Competition and Cooperation in the FE sector

Luke Bocock and Dr Maria Pia Iocco

12 May 2026

This research report examines how competition and fragmentation in England’s post-16 education system affect the range of subjects available to students, geographic inequalities in subject choice, and delivery efficiency.

Commissioned by the Association of Colleges (AoC), we explore whether providers in more fragmented areas — characterised by a larger number of relatively small providers — tend to offer a narrower curriculum to 16–19 learners and have weaker delivery efficiency.

Whilst post-16 education policy has tended to emphasise the benefits of a market-based model in which provider diversity and competition drive up quality, efficiency and responsiveness, our research highlights the downsides of excessive fragmentation.

It suggests that fragmentation in local post-16 education systems may weaken providers’ economies of scale, resulting in less efficient investment of resources, narrower subject choices for learners — particularly in ‘marginal’ and ‘specialist’ areas that are harder to sustain — and geographic inequalities in the range of courses that young people can access.

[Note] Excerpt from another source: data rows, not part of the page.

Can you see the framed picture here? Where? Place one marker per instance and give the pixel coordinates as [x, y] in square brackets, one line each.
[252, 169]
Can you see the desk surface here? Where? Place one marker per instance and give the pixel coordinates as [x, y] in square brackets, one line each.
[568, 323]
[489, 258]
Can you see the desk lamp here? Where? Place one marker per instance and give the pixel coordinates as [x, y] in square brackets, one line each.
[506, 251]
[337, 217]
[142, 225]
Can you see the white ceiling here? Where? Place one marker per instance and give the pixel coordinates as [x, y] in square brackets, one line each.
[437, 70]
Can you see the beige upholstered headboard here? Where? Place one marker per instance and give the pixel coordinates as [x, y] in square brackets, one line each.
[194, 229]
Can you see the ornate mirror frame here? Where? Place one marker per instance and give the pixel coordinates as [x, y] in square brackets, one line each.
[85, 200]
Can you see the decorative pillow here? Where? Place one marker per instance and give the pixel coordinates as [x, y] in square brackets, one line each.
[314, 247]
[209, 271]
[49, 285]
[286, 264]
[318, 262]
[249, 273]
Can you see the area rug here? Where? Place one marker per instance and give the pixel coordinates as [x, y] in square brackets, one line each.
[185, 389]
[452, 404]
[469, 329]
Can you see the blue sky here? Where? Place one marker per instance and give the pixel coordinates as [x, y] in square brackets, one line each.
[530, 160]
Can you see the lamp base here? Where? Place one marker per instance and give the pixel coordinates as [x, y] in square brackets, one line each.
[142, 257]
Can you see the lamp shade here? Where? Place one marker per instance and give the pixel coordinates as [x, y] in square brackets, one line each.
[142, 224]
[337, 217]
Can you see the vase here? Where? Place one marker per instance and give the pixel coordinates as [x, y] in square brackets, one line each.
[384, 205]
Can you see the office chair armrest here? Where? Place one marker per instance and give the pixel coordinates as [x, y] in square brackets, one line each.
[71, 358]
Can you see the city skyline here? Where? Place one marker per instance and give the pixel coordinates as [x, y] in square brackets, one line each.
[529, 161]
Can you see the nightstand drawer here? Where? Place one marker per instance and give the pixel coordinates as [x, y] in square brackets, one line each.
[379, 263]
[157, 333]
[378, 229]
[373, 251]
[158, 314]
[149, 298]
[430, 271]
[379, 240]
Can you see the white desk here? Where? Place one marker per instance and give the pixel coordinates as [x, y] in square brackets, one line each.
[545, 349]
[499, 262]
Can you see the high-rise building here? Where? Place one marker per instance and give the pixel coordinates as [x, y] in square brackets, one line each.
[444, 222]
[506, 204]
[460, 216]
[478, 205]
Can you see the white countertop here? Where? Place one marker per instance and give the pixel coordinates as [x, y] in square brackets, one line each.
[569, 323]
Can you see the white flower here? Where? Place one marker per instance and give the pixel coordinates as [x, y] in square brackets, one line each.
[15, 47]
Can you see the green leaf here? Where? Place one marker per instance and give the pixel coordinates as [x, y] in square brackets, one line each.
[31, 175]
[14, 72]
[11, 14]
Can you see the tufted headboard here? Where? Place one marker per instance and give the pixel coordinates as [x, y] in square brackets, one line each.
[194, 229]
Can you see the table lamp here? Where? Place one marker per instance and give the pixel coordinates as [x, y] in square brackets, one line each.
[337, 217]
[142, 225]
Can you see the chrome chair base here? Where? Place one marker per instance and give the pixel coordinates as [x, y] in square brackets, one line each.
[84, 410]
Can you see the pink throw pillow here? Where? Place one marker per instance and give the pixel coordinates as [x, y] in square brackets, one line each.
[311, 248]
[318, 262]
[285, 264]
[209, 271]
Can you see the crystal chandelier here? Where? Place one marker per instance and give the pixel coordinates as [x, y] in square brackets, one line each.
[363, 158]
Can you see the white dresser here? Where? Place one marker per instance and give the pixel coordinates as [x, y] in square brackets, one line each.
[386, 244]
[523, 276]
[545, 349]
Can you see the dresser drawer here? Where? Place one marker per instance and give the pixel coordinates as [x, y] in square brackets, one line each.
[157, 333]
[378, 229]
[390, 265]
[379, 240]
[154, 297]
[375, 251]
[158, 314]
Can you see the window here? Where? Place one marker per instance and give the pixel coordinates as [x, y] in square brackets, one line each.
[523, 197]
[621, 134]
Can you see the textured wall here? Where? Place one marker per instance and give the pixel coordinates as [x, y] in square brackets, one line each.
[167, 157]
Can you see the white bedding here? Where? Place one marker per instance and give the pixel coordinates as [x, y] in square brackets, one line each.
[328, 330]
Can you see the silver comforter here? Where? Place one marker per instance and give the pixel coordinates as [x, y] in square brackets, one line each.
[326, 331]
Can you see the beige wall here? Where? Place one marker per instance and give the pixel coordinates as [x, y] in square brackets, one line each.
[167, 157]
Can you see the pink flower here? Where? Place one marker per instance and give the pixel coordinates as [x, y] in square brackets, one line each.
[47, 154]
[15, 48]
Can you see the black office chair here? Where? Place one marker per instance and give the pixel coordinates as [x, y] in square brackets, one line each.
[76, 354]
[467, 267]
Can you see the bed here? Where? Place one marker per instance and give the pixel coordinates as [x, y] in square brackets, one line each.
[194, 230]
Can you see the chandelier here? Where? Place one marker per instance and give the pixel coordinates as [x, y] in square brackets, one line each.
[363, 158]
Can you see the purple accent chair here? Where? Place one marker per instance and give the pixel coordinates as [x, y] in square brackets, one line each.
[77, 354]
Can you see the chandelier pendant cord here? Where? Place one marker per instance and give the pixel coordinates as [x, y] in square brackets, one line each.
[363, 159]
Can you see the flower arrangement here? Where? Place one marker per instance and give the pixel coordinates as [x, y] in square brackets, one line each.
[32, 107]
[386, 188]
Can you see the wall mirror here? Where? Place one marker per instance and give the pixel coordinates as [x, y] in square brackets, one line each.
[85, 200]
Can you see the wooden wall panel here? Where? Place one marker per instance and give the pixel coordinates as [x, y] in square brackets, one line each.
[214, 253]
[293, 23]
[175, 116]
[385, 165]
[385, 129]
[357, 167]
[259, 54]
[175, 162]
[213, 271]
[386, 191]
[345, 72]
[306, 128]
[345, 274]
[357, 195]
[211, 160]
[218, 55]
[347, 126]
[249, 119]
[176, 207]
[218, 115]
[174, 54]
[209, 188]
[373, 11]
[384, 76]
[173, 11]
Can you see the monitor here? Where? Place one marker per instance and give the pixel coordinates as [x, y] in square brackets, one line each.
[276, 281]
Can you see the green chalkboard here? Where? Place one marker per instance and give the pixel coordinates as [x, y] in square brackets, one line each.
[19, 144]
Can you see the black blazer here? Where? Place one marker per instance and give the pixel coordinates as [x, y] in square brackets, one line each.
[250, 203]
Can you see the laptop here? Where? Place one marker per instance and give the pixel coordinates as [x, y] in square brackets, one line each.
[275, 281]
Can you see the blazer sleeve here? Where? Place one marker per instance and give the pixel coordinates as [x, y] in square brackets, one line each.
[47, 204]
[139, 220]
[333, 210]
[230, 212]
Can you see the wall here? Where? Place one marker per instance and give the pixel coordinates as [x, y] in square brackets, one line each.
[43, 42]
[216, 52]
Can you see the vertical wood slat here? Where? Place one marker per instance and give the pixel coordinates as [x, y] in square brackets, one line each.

Our findings suggest a more coordinated approach to planning post-16 provision — sensitive to local context but explicitly concerned with system-level efficiency and sufficiency — would be beneficial.

Key Findings

  1. Students’ subject choices vary substantially by geography: Students’ access to marginal and specialist subjects varies substantially depending on where they live, with the provision of some subjects relatively ‘patchy’, and a substantial number of LAs exhibiting ‘cold spots’ where some subjects are not offered by any provider. 

  2. Providers in more fragmented local post-16 markets face greater barriers to delivering efficient class sizes: Providers in more fragmented local markets tend to deliver marginal and specialist subjects less efficiently. In LA areas where providers are smaller on average, they tend to enter fewer students for exams in marginal and specialist subjects, and they are more likely to deliver these subjects to small classes.

  3. Fragmented markets are typically those where a relatively high proportion of learners attend school sixth forms, rather than colleges for 16-19 learners – this is central to efficiency: LA areas where providers are smaller, on average, and where the local provider market is more fragmented, tend to have a larger proportion of students that attend school sixth forms, as opposed to standalone colleges for 16-19 learners (the bulk of which are General FE Colleges, Sixth Form Colleges and 16-19 Academies and Free Schools). School sixth forms are, on average, far smaller than colleges, which has implications for the subjects they can offer and how efficiently they can deliver them.

  4. Across many subject areas – particularly humanities and social sciences – school sixth forms will tend to continue to offer subjects inefficiently rather than withdraw them: There are strong competitive incentives for school sixth forms to continue offering many marginal and specialist subjects – particularly in the humanities, social sciences and some languages – despite weaker efficiency, resulting in duplication of provision across many small sites.

  5. A proliferation of school sixth forms in an area appears to undermine nearby colleges’ economies of scale: In LA areas where a higher proportion of learners attend school sixth forms (as opposed to standalone 16-19 colleges), colleges are more likely to withdraw marginal and specialist subjects, and, where they do offer these subjects, to do so less efficiently. This indicates that a proliferation of school sixth forms within an LA area may have a system-level effect on colleges’ economies of scale, making it harder for them to sustain marginal and specialist subjects.

  6. Smaller school sixth forms face the largest barriers to delivering efficient class sizes and sustaining a broad subject offer, but greater consolidation does not guarantee greater subject breadth and efficiency: In LA areas where school sixth forms are smaller, these schools tend to have fewer entries and be less likely to offer A-levels in marginal or specialist subject clusters, although the same patterns are not evident for vocational qualifications.